Jay talks about the need for slow in learning Tai Chi. You have to learn A to B to C, before you can flow from A to C, he tells me. And then says something like and then when you can flow through from A to P or to Z, then you come back and slow it all down again, so you can go deeper. Maybe he didn't exactly say that, but that's what I understood. I'm still at A to B to C…mostly.     

I was taking part in a poetry reading today, and one of the  writing group had this advice for me: read more slowly.    

In the more general sense of living my life, what I have worked out for myself (eventually, like I say, it's taken a while) is that without slow there cannot be simple, without slow there cannot be mindful, without slow we lose awareness, consciousness, presence.    

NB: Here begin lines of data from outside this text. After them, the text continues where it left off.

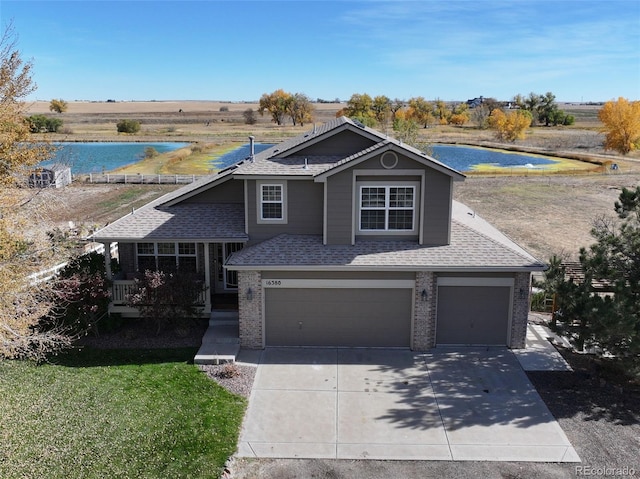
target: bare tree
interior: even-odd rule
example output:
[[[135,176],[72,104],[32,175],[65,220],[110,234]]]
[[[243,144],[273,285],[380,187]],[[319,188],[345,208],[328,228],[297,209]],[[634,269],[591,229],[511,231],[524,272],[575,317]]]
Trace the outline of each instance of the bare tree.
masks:
[[[52,291],[28,277],[41,268],[49,245],[34,217],[39,195],[24,186],[29,170],[51,154],[45,143],[28,141],[24,99],[36,88],[31,68],[9,25],[0,37],[0,358],[41,358],[70,341],[55,324],[43,327]]]

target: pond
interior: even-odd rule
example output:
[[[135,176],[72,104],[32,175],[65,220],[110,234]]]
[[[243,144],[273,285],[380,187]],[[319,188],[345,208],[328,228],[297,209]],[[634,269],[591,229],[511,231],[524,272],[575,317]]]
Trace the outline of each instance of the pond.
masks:
[[[260,153],[261,151],[271,148],[272,146],[273,146],[272,143],[254,143],[253,151],[255,153]],[[242,145],[236,148],[235,150],[232,150],[229,153],[225,153],[224,155],[216,158],[211,162],[211,166],[213,168],[222,170],[229,165],[233,165],[238,161],[248,158],[250,153],[251,153],[251,146],[249,143],[247,143],[246,145]]]
[[[155,148],[158,153],[177,150],[188,146],[189,143],[160,142],[87,142],[87,143],[56,143],[58,147],[55,157],[42,165],[64,163],[71,167],[72,173],[87,174],[112,171],[122,166],[136,163],[144,157],[147,147]]]
[[[433,145],[435,159],[458,171],[472,171],[480,165],[500,168],[544,168],[557,163],[551,158],[526,153],[458,145]]]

Walk slow to feel yourself walking and to experience the land you are walking through.   

Swim slow to align your breathing to your stroke.    

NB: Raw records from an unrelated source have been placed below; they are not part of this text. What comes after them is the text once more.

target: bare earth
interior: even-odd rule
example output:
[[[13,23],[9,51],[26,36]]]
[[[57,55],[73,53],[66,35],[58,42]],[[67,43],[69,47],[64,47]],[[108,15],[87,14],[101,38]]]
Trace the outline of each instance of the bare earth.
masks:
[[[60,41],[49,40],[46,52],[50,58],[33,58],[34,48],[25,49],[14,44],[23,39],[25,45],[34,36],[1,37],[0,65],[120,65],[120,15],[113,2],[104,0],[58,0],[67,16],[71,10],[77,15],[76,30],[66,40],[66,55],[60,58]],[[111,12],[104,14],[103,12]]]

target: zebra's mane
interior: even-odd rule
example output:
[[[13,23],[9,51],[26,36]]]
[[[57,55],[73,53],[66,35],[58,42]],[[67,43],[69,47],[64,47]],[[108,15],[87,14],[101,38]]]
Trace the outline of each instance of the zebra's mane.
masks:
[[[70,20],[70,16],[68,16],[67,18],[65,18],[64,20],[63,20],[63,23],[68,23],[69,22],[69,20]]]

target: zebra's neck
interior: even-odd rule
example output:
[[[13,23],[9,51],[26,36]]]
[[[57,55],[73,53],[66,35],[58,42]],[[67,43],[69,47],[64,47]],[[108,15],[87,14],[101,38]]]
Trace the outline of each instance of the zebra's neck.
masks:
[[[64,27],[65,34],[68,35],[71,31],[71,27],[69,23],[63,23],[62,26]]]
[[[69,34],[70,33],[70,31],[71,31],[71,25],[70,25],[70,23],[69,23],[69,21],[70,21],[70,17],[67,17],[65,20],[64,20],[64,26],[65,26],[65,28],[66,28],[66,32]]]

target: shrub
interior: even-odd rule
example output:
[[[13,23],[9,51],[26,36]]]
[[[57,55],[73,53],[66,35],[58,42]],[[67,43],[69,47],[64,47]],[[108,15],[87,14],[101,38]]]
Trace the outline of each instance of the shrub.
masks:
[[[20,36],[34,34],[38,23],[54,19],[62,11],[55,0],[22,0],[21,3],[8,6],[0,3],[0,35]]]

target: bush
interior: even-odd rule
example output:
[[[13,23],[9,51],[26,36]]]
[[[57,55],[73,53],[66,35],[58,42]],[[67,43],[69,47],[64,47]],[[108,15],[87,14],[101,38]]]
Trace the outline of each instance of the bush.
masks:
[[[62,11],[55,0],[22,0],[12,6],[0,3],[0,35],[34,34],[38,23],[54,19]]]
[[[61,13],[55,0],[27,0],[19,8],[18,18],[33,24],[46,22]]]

Work slow to find your way into flow.   

To repeat a quote I come back to time and again, this one from Satish Kumar "whatever the question, the answer is simplicity."   The conundrum is how to achieve simplicity.    

A friend once told me that when they drive fast it feels like their body is getting ahead of their soul, and that it is only a little while after they have slowed down or stopped, that they catch up with themselves and feel whole again. I feel I have been experiencing something similar, but in reverse…that my life has started to slow down, but part of me (the part trained over decades in the world of work) is still running ahead at the old speed. And I need how to figure out the braking mechanism for that part, so it can decelerate to the new momentum.  

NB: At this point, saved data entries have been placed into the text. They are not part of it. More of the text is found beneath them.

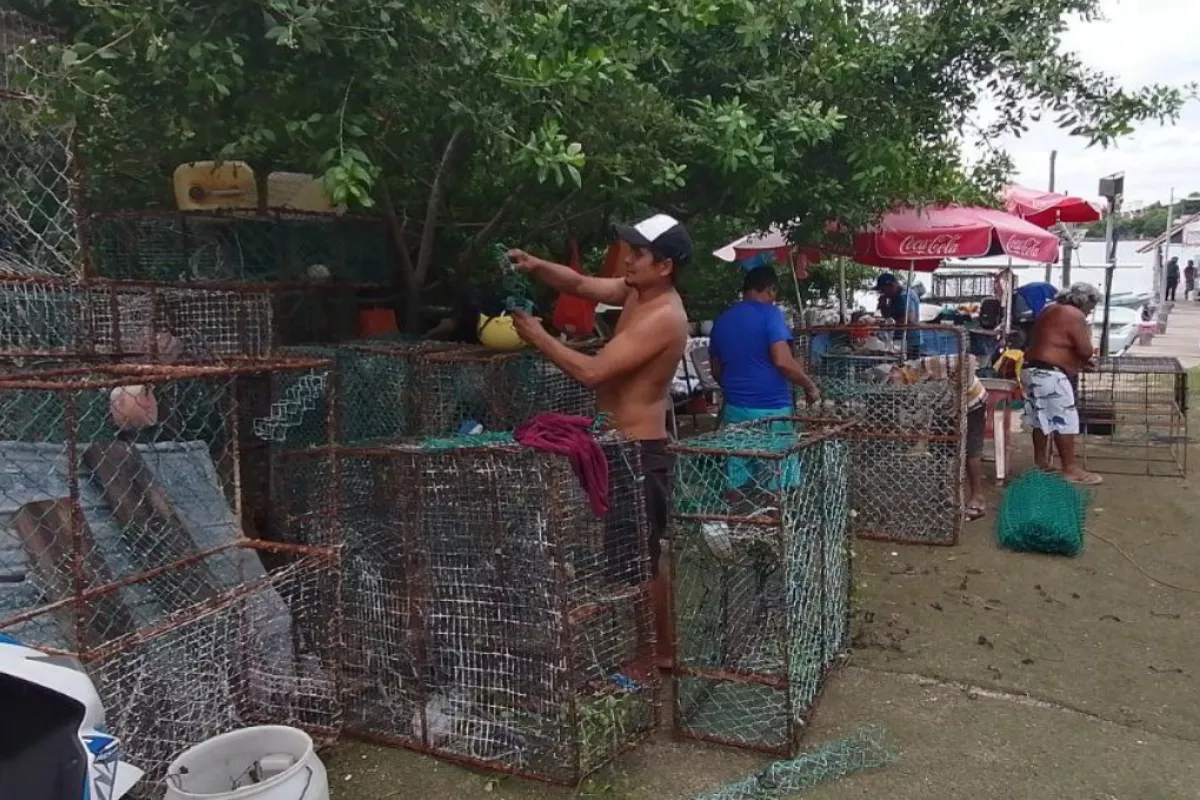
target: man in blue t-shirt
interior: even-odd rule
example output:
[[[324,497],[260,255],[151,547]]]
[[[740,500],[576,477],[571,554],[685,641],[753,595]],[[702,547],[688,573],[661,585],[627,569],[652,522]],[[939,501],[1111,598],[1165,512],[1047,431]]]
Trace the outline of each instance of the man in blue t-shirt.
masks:
[[[778,291],[774,270],[750,270],[742,282],[741,302],[713,324],[708,350],[725,400],[725,422],[789,416],[793,383],[804,389],[810,403],[820,398],[817,385],[792,355],[792,332],[775,305]]]
[[[791,384],[804,389],[810,404],[819,402],[821,393],[792,355],[792,332],[775,305],[778,293],[775,270],[758,267],[747,272],[742,300],[713,324],[708,352],[725,401],[721,421],[736,424],[779,417],[783,419],[770,423],[771,431],[790,434],[794,426],[786,418],[792,416]],[[738,490],[762,482],[764,476],[758,474],[762,471],[762,465],[749,459],[730,458],[726,464],[729,484]],[[794,486],[800,478],[799,463],[789,457],[782,475],[765,478],[759,488],[767,491],[779,491],[780,478],[784,488]]]
[[[879,292],[879,311],[885,319],[890,319],[897,326],[919,325],[921,323],[921,298],[909,289],[890,272],[880,273],[875,279],[875,291]],[[909,360],[919,358],[921,343],[927,338],[926,331],[898,330],[892,334],[893,339],[907,341],[905,357]]]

Finally, I have come to understand that I have been addressing things from the wrong end. I thought that if I simplified my life, it would become slower.  That turns out not to be quite the case.    

Simplifying life does initially lead to less stress, and that makes you think you are living more slowly, but there is a limit to how far that can take you.      

Everything I worked out during lockdown holds true, but there is a point at which I found I had to start working from the other end.    

You cannot simplify at pace. You cannot be present at speed. You – and by 'you' I mean me and anyone else who thinks this might be worthwhile – have to slow down first.    

If we slow down, then simplicity simply emerges. Simplicity becomes necessary, because we have to start choosing how to spend the limited number of hours in every day.  We recognise that we (simply) cannot do everything. We realise that we never could. We were simply running on the outside of the wheel that spins more quickly than the centre of the wheel, but doesn't travel any further or any faster.    

When we slow, we find ourselves choosing how to spend each individual hour of the day – not in advance, this isn't about scheduling – but in the moment.    

When we slow down, we do what we are doing until it is done. Or until we have done enough of it for one day. And then we stop.    

When we slow down, we find that we have no need to multi-task, no need to be rushing onto the next thing. We bring ourselves to this thing, this one thing that we have started to spend this next stretch of time doing – be it five minutes or an hour or a morning or a whole day: just this one thing.  

We give our presence to our work, to our play, to our family, our friends, our selves, the planet. Whoever, whatever, here, now.    

We prioritise what matters, when we can only have one thing. Or at most two – I will admit that I still read while I eat lunch, watch TV over dinner, if I'm eating alone. And maybe I will move past that too in due course. When we prioritise what matters, we slowly notice what is not receiving our attention and we allow it to fall away. And so life becomes simpler.   

And the wheel turns. To borrow from Timothy: Slower becomes simpler becomes slow becomes simple.   

But of course…that process in itself takes however long it takes, and cannot be rushed.